There are two Tory ads, one with a grim faced Paul Martin with messaging rolling over it.
The other TV ad is average Canadians in various public locales with a TV going on in the background announcing Liberal scandals. The first scene shows a TV announcement then zooms in on two guys in a Tim Hortons, ok maybe not a Timmys but a coffee shop, and low and behold in front of them is the Globe and Mail, with a headline on another Liberal scandal.

This is completely unrealistic no one in a Canadian coffee shop, or even a Timmies reads the Globe and Mail, they read the Sun. The Sun. It can be found in every major city in Canada including Toronto.
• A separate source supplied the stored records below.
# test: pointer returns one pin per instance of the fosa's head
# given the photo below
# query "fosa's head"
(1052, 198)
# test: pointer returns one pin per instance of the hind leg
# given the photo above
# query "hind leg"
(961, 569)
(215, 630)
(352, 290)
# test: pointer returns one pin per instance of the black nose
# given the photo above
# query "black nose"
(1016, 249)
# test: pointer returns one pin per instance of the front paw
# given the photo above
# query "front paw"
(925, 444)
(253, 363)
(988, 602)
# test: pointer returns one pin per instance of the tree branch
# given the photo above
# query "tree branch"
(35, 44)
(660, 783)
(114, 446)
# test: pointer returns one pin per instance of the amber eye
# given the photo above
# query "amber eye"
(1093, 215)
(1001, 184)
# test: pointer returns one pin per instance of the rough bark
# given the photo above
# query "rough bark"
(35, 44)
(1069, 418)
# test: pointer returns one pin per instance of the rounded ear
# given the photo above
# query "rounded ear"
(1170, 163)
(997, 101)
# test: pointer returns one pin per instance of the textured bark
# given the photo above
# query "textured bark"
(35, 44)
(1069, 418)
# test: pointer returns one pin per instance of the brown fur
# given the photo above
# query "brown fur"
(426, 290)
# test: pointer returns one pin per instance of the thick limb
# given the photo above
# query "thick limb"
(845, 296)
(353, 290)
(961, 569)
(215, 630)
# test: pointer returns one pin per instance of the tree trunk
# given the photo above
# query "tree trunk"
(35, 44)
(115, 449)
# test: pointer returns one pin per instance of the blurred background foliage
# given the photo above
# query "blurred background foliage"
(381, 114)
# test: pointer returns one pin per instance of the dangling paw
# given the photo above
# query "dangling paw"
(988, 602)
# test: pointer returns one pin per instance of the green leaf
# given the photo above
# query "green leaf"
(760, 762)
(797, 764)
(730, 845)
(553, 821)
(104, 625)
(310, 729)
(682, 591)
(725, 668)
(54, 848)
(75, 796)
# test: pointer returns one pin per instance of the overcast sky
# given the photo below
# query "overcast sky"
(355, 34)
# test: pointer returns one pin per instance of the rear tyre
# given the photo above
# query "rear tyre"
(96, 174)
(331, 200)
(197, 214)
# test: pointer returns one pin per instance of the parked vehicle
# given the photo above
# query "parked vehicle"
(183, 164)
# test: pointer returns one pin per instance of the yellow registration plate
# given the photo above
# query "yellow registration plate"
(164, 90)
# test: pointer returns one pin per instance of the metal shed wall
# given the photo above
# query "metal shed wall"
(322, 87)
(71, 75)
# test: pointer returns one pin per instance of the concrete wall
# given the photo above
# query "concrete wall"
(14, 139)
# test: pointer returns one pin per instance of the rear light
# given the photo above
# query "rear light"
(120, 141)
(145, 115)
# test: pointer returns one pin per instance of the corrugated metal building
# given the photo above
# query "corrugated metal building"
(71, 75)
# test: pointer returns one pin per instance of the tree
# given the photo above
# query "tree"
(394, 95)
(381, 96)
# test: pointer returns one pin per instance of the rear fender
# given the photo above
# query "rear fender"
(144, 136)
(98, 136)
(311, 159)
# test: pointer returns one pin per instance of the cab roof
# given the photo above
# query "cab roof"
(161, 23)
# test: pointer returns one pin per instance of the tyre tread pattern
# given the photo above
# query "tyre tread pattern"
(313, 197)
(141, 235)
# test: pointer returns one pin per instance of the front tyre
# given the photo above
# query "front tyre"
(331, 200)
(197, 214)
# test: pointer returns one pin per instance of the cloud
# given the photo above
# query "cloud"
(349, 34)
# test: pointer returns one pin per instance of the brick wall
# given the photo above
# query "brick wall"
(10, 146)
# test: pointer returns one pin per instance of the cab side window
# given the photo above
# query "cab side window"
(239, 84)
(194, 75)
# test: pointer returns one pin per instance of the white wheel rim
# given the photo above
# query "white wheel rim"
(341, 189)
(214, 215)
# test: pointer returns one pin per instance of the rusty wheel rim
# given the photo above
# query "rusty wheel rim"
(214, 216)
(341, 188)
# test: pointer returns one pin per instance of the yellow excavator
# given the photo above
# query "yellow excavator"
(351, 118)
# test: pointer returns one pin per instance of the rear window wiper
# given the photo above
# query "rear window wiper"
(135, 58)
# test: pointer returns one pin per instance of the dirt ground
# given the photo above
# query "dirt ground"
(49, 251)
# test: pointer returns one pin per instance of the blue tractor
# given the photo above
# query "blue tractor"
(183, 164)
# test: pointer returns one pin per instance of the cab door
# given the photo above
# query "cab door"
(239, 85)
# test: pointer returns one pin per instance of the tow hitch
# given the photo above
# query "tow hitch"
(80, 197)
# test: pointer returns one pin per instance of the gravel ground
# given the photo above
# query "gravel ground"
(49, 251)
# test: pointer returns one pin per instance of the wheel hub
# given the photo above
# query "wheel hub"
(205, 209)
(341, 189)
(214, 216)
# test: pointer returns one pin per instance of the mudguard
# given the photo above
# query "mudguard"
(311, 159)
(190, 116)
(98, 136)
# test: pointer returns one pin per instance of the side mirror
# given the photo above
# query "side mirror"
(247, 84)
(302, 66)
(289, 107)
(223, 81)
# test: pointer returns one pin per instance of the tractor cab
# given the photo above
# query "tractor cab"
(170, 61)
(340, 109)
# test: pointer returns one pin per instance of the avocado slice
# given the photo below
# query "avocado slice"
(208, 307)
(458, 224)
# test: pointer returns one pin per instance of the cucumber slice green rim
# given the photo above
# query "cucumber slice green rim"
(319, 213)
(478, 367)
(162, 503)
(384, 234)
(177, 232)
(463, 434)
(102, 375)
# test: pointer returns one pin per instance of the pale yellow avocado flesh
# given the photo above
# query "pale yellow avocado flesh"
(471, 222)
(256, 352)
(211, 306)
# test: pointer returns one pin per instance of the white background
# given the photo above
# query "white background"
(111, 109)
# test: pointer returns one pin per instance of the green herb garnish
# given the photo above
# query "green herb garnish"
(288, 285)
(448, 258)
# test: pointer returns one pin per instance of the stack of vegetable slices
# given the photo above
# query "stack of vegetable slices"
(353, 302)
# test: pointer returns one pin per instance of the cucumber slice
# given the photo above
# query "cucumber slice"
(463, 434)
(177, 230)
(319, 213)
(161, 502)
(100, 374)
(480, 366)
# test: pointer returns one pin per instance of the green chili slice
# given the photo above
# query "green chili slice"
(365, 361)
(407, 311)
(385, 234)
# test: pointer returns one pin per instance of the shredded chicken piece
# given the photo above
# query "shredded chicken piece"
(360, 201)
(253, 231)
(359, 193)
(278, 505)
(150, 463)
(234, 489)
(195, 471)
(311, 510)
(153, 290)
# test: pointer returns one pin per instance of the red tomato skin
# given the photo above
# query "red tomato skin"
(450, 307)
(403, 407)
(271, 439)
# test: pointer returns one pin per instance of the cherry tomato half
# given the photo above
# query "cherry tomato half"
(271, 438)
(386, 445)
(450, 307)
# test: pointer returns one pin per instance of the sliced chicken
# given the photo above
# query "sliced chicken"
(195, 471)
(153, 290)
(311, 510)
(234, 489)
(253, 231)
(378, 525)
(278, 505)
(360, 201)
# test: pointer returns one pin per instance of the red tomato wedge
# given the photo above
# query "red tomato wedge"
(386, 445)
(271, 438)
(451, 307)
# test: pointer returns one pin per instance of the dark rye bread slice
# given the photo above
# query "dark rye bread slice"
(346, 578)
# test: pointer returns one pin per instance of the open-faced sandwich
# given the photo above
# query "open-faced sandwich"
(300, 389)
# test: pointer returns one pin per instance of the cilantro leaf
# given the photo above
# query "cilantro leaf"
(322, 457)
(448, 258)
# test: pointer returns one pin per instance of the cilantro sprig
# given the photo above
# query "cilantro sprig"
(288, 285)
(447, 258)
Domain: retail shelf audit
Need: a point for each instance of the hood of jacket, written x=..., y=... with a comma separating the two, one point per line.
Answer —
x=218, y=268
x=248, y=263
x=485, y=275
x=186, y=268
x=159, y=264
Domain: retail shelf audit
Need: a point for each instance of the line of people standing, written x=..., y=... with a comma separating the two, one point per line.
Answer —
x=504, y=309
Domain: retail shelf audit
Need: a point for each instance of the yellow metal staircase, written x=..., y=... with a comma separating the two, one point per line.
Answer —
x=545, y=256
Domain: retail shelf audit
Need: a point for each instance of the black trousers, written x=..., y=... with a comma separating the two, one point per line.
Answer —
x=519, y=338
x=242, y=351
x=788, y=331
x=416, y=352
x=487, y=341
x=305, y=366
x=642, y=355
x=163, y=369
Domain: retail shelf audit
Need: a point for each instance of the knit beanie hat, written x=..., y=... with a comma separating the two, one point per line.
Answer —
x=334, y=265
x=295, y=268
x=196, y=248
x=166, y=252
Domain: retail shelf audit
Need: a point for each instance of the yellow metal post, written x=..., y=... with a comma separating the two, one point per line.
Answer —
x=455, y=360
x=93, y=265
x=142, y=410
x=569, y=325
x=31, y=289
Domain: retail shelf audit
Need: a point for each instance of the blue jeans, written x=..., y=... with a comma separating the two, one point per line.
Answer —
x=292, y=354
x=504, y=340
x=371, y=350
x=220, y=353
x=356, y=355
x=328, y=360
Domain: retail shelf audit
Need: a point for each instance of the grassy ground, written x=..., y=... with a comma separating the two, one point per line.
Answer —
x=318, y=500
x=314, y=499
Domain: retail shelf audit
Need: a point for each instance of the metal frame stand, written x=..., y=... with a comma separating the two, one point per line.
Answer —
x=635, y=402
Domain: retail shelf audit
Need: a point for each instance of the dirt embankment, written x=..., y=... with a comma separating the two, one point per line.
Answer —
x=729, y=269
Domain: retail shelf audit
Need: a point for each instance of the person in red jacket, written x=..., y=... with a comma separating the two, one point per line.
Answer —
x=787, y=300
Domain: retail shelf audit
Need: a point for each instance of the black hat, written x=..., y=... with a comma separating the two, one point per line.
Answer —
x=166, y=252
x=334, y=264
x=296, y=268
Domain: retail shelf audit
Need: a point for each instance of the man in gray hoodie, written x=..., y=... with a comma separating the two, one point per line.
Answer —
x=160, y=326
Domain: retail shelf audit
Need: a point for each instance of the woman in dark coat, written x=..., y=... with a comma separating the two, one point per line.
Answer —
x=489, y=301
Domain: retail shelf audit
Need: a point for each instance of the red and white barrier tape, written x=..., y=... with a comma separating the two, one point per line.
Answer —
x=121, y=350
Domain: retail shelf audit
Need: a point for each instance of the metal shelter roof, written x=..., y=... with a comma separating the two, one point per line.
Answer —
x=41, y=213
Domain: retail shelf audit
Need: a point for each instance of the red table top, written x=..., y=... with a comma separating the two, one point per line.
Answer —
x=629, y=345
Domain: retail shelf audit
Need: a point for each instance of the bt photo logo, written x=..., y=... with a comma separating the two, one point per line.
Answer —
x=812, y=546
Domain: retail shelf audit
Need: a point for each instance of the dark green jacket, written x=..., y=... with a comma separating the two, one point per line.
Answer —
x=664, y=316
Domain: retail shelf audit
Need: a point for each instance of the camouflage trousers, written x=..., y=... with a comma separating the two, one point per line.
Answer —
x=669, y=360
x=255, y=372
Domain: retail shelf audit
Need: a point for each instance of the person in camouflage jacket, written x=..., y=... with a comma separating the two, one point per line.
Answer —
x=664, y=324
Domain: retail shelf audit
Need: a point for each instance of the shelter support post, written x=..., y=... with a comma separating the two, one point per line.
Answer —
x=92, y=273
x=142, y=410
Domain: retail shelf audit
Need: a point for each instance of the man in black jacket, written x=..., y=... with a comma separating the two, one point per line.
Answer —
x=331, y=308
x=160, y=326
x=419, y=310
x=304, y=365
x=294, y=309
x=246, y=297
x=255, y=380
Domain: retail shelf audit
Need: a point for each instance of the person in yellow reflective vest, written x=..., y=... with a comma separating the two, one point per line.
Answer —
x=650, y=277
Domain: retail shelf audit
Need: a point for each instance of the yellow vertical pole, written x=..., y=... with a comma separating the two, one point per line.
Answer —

The only people who read the Globe and Mail drink lattes at Starbucks, and even then they may be found reading the oversized edition of the Sun; the National Pest. Both papers are available at Starbucks.

Clearly this ad was made
in Toronto by latte drinking liberals, out of touch with mainstream Canadian culture. Shame on the Tory's. They could have least brought in their resident expert, on all things Timmy, Monte Solberg to advise them. He would have immediately pointed out this flaw in their props.